The other night I was asked by someone what books I would recommend for summer reading. Now, as a pastor I want our congregation to continue growing in their faith and understanding, so this very minimal list provides two books that I think are helpful in stimulating spiritual growth. There is one common characteristic about these books that make them uniquely valuable. Each one, in my opinion, represents the outcrop of decades of study and practice by these authors in their respected fields.

“The God Who Is There” by D.A. Carson

It is quite obvious that the level of biblical illiteracy in our Western Culture continues to grow. Even in our churches there seems to be a waning understanding of the biblical narrative. Quite frankly, very few Christians have a grasp of the storyline of the Bible and its unifying message. As Ed Clowney once said, many Christians know bible stories but they do not know the bible story. Therefore we must ask the question, how do Christian’s explain the message of the bible to someone when they don’t even understand how it all fits together?

In the theological academy there has been somewhat of resurgence in the discipline of Biblical Theology in recent years. Biblical Theology as a discipline seeks to provide a synthesis, or unity, of all biblical texts taken together. But what many people have come to realize is that most of the work in this field has been done on a scholarly level and is not readily accessible to everyone.

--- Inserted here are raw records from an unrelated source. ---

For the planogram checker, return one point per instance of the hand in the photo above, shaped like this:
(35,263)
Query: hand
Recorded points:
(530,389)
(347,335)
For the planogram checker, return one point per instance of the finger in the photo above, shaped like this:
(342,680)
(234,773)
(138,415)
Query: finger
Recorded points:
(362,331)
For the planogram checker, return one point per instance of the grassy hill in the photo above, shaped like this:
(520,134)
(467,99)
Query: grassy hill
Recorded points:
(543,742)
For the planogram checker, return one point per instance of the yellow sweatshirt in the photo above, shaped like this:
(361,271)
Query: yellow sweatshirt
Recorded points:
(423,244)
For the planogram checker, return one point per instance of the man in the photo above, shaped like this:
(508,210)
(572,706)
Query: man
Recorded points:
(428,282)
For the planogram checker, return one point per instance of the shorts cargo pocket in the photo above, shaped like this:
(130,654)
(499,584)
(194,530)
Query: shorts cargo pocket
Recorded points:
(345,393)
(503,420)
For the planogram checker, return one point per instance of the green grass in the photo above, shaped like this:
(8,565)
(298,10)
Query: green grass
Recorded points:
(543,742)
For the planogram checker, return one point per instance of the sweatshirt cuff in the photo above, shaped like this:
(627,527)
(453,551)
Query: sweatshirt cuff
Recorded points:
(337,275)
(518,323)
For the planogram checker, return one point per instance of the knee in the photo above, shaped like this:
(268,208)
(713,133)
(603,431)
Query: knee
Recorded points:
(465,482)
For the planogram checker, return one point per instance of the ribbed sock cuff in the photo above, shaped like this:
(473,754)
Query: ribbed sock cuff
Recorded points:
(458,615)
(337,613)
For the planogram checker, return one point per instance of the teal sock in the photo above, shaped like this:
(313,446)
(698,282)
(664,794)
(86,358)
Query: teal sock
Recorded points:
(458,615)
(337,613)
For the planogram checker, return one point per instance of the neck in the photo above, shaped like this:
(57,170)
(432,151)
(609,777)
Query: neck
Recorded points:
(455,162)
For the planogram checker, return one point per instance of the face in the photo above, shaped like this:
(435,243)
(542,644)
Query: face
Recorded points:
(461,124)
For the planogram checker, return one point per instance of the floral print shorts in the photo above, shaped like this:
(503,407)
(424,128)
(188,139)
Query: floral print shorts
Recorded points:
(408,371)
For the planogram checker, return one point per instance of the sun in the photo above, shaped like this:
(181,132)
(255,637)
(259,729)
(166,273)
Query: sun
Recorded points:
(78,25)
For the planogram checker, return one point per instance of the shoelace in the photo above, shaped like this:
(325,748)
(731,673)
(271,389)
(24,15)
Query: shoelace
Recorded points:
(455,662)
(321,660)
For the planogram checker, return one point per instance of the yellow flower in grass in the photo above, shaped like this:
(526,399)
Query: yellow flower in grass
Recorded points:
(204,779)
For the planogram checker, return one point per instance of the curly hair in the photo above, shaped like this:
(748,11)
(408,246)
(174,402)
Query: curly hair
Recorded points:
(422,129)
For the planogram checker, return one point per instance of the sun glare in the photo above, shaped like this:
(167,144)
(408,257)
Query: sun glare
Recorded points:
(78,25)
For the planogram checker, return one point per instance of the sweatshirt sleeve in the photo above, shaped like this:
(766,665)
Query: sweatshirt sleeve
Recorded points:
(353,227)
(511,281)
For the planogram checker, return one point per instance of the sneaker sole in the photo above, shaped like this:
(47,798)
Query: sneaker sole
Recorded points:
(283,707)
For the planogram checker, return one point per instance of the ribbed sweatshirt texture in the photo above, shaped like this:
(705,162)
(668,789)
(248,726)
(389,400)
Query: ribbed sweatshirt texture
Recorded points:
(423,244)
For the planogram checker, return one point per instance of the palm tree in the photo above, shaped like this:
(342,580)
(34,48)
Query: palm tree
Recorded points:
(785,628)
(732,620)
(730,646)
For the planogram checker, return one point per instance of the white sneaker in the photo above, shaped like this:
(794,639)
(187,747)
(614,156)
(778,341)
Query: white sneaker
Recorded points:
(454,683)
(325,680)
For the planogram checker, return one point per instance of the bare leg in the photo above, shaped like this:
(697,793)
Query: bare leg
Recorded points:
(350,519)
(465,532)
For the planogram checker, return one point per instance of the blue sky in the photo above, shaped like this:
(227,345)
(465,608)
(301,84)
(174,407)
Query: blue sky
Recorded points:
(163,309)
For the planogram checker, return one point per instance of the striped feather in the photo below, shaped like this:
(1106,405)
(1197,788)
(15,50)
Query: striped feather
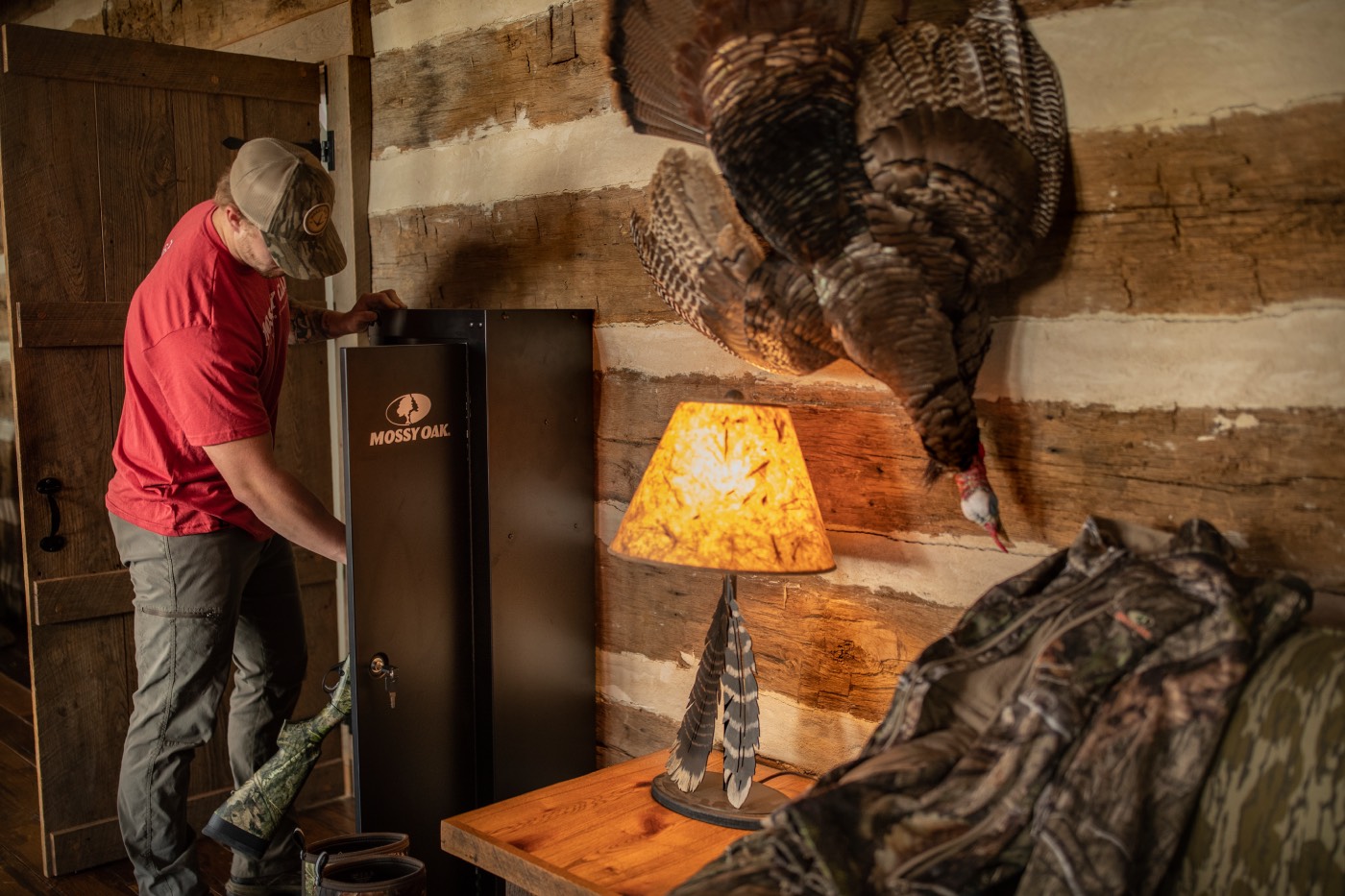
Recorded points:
(742,717)
(696,736)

This is where The God Who Is There comes into play. In this book we experience the fruit of decades of biblical scholarship, Christian ministry, and campus evangelism converging to explain the storyline of the bible. One of the strengths of this work is that even when Dr. Carson labors to clearly and plainly explain difficult biblical concepts he never loses the larger storyline in the theological detail.

Dr. Carson covers fourteen biblical-theological themes in near canonical order. While The God Who Is There is written to serve as an introduction to the Bible’s narrative, it is not too remedial to benefit mature Christians or even pastors. I think one reviewer put it well when he said that The God Who Is There is well suited for pastors to pass along or study with:

  1. Believers who perhaps miss the forest for the trees in their Bible reading.
  2. Those who do not know the Bible’s content at all.
  3. Mature and young believers.
  4. Unbelievers and skeptics.

See, “Carson avoids all technical jargon and provides thorough definitions and descriptions for new ideas. Further, he shows how all biblical themes converge on the person and work of Christ.”[1] What Dr. Carson does is make the case for the reliability and truthfulness of scripture based on the fact that it has one coherent message. I highly recommend this book, you will benefit greatly from reading, reflecting, and studying it.

“King’s Cross” by Tim Keller

I read a review of King’s Cross the day before I received in the mail. In this review the author proclaimed that “this is the book where Tim Keller hits his stride as an author.”[2] Within just a few years Tim Keller has established himself as one of the most sucessful living Christian authors, a “C.S. Lewis for the twenty-first century.”

One of the reasons King’s Cross is so good is that Keller has studied, written on, and preached from the gospel of Mark more than any of the other gospel accounts in the course of his ministry. As you read through this book you get a very well thought-out sermonic teaching of Mark’s gospel. It is very apparent that this book has been marinating in Keller’s heart for years. One reviewer noted that in King’s Cross we get the crystallized presentation of what so many of us love about Dr. Keller’s teaching:

  1. Religion is advice, but advice cannot save. That’s why we need to hear the good news that the King calls us to follow him.
  2. People who seek ultimate happiness in anything but God learn when they finally get what they want that nothing but God can truly satisfy.
  3. Those who condemn the self-righteous for the sake of self-discovery do so with ironic self-righteousness.
  4. God is powerful enough to prevent our suffering but sometimes chooses not to. Such situations call for faith in the God whose ways transcend our understanding. His timing does not usually match our expectations.
  5. Go to Jesus, because he can help you. But know that you’ll give more than you think you can, and you’ll get far more than you imagined.[4]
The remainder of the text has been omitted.